C-Money and I were both struck by the balance of the story. It hit me that I was downright shocked that a news story on a homicide in a predominately black neighborhood actually featured commentary from residents…that the reporter actually took the time to add in how this crime impacted the community and residents. It is so rare. Usually crime in black neighborhoods is reported like the weather. But this feature was much like the new reports of a shooting in the county…a neighborhood in shock and residents on edge.
Who would have thought it a gift to be seen as human?
Anyhoo, my greatest fear is that my brother would be in a situation with the police. My brother is a 37-year-old young looking black man in a city that fears young black men. He is also autistic and aphasic, so he lacks the traditional communication skills that may save his life. He’s trusting...vocal and agitated when confused…and looks perfectly normal. What I know to be autism others may see as high on drugs or confrontational...and they would fear that…and they would respond to that fear the way we Americans respond to things we fear – with violence in the name of defense.
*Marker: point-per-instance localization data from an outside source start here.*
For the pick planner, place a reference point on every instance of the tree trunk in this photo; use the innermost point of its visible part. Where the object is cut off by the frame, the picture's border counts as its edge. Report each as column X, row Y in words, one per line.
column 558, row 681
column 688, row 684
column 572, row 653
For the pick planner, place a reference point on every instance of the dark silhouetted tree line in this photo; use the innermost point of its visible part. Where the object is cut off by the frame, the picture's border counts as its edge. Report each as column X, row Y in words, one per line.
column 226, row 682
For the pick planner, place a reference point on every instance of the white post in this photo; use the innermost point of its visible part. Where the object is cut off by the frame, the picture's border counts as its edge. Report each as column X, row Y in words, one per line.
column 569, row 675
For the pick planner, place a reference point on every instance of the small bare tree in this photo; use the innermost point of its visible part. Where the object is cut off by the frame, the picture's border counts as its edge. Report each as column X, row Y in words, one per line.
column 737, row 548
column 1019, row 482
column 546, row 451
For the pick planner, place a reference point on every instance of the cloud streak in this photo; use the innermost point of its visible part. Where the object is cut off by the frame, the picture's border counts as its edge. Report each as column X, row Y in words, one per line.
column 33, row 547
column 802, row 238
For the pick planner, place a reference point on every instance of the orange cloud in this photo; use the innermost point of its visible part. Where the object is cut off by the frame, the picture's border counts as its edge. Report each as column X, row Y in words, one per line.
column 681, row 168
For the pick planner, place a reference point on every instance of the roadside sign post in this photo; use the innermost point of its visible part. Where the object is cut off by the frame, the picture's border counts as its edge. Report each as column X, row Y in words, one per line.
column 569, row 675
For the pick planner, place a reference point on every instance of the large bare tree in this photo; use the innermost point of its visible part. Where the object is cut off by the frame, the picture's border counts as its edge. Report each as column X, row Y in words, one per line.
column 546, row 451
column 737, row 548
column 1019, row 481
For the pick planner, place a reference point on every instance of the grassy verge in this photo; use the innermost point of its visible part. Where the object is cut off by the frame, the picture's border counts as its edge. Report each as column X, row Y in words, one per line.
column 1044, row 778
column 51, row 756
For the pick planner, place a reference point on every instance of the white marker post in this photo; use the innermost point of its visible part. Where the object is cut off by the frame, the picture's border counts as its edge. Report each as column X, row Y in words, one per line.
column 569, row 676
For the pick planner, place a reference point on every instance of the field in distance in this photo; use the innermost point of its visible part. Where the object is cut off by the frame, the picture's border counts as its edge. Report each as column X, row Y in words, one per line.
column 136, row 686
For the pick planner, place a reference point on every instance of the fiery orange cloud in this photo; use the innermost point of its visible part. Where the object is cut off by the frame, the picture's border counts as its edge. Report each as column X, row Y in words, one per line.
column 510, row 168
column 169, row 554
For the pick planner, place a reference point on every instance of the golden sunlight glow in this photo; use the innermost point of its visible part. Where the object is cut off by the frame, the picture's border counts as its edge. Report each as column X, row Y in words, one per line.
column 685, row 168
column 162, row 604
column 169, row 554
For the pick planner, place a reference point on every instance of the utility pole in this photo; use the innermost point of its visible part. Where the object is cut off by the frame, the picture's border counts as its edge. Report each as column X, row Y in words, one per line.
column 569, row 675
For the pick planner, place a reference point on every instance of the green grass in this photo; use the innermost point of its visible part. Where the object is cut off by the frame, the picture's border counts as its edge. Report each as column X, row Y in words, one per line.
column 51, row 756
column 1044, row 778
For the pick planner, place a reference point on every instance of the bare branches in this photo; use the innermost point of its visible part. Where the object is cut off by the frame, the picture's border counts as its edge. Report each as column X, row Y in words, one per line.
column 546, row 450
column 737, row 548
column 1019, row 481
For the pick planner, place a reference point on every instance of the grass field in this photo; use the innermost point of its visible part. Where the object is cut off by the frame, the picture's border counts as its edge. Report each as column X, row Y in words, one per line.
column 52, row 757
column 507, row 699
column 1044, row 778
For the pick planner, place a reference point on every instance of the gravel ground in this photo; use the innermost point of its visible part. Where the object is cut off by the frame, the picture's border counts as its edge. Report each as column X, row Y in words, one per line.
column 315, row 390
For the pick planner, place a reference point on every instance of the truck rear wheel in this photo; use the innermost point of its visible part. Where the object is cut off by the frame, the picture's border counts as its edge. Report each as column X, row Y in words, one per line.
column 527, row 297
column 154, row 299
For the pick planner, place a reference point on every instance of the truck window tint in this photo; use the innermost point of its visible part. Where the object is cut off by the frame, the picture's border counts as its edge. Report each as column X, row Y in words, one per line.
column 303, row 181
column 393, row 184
And even as I write this I know that some asshole will jump up in my comments and try to tell me about my own…try to explain to me why black men are worthy of fear. This asshole will quote statistics and crime reports and incarceration data and blah followed by blah followed by more blah all the while never understanding that the stereotype they know as “black male” is my brother, my cousins, my uncle, my friends and was my father and my grandfathers and others who have gone to be with God.
Never grasping what the murder of Sean Bell translates to for me…how my mind instantly redirected to the black men I know, the weddings I have anticipated witnessing…to real people who could have and would have been shot dead as that night merged into morning because of what police officers thought was about to happen.
Because of what is supposed to have been about to happen based on all those statistics and all that data and all that blah followed by blah followed by someone lost their lover, a father, a son, and friend.
Someone lost his life.
While night merged into morning.
And justice blinked…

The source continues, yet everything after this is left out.